内部統制に関わる人々とその役割について教えてください。

 

組織内のあらゆる人々を何らかの形で関わらせ、各人が役割や責任を果たしていくことが、内部統制を構築していく上で重要になります。内部統制に関わりを持つことになるのは、経営者、取締役会、監査役か監査役会、内部監査人、組織内におけるその他の人々ですが、以下に、各々の役割や責任につき、簡単に述べます。

 

1.経営者

経営者には、組織のあらゆる活動につき最終的な責任がありますので、取締役会が決めた基本方針を基に内部統制を整備・運用する役割や責任を負っています。

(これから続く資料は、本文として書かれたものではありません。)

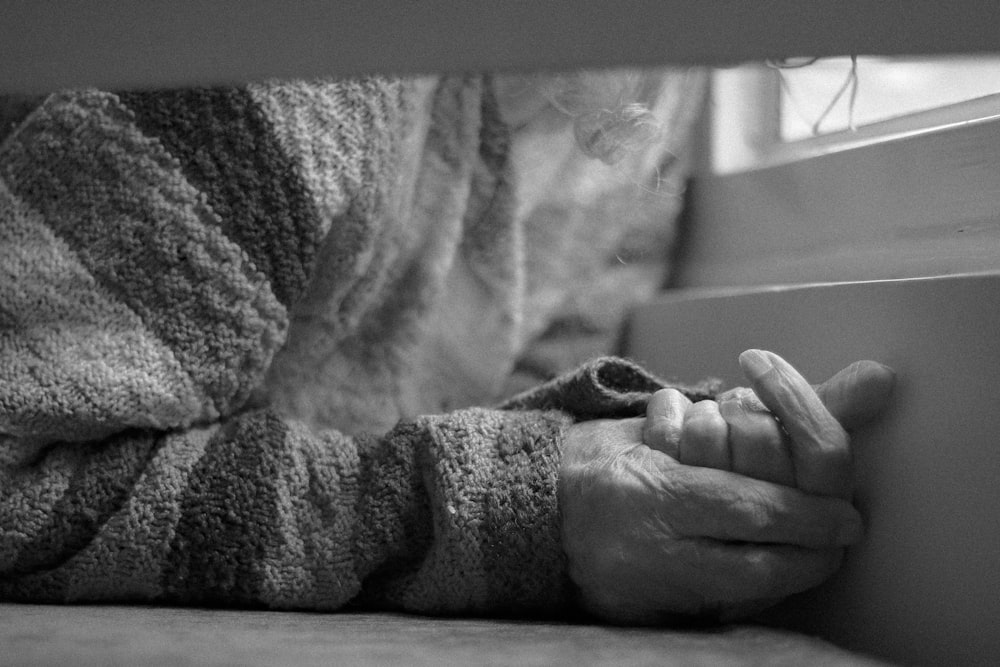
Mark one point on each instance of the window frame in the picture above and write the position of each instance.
(915, 196)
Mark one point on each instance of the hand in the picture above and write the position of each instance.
(648, 537)
(738, 433)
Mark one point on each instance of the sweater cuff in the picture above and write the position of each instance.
(491, 480)
(605, 388)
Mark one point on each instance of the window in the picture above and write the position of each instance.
(912, 191)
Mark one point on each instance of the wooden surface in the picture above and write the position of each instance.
(123, 43)
(113, 635)
(922, 587)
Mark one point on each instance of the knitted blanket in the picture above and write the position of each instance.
(217, 335)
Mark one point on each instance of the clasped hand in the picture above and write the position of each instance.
(718, 507)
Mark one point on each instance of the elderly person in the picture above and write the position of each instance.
(243, 331)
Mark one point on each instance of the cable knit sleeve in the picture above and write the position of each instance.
(152, 246)
(454, 513)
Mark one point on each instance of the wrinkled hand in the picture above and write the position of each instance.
(648, 536)
(778, 431)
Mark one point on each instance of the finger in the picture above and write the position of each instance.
(731, 574)
(728, 506)
(704, 437)
(664, 420)
(820, 447)
(857, 394)
(758, 446)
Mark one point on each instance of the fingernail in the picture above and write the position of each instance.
(755, 363)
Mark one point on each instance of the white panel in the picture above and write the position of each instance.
(923, 587)
(916, 206)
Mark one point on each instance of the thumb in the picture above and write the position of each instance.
(857, 394)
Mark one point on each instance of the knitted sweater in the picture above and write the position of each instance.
(240, 329)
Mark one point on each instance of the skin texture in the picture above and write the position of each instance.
(719, 508)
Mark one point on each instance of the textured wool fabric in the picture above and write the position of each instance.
(241, 330)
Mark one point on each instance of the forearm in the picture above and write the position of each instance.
(446, 514)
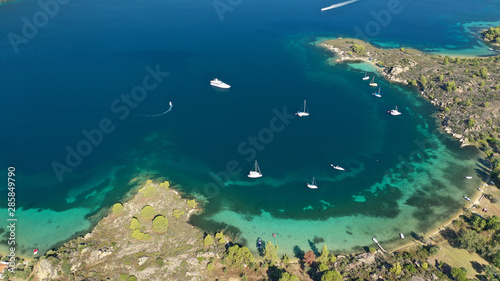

すなわち、日本版SOX法への対応については、第一に経営者が高い意識を有し、先頭に立って行う必要があります。

 

2.取締役会

取締役会は、内部統制の整備・運用に係る基本方針を決めます。また、経営者の職務執行に関する監査機関ですので、経営者の内部統制の整備・運用についても監督責任を負っています。適切に取締役会が機能しているか否かは、全社的な内部統制に重要な影響を及ぼすほか、業務プロセスに係る内部統制における統制環境の評価に関係してきます。

 

3.監査役又は監査委員会

監査役か監査委員会は、取締役や執行役の職務の執行に対する監査を行いますので、内部統制の整備・運用状況を独立した立場から監視・検証する役割や責任を負っています。その一方で、内部統制の監査では、監査役や監査委員会の活動を含む経営レベルにおける内部統制の整備・運用状況を、モニタリングや統制環境等の一部として考慮します。

 

4.内部監査人

内部監査人には、より効果的に内部統制の目的を果たすため、内部統制の基本的要素の一つとされるモニタリングの一環として、内部統制の整備・運用状況を検討・評価し、必要であればその改善を促す職務があります。内部統制の独立的評価において重要な役割を持つことになるため、経営者の直属とされる場合が多いといえます。

 

5.組織内におけるその他の人々

組織内のその他の人々は、日常業務の中で、組織内における情報と伝達、日常的モニタリング、統制活動等に関わる活動を遂行していて、自身の権限や責任の範囲内で、有効な内部統制の整備・運用につき一定の役割や責任を負っています。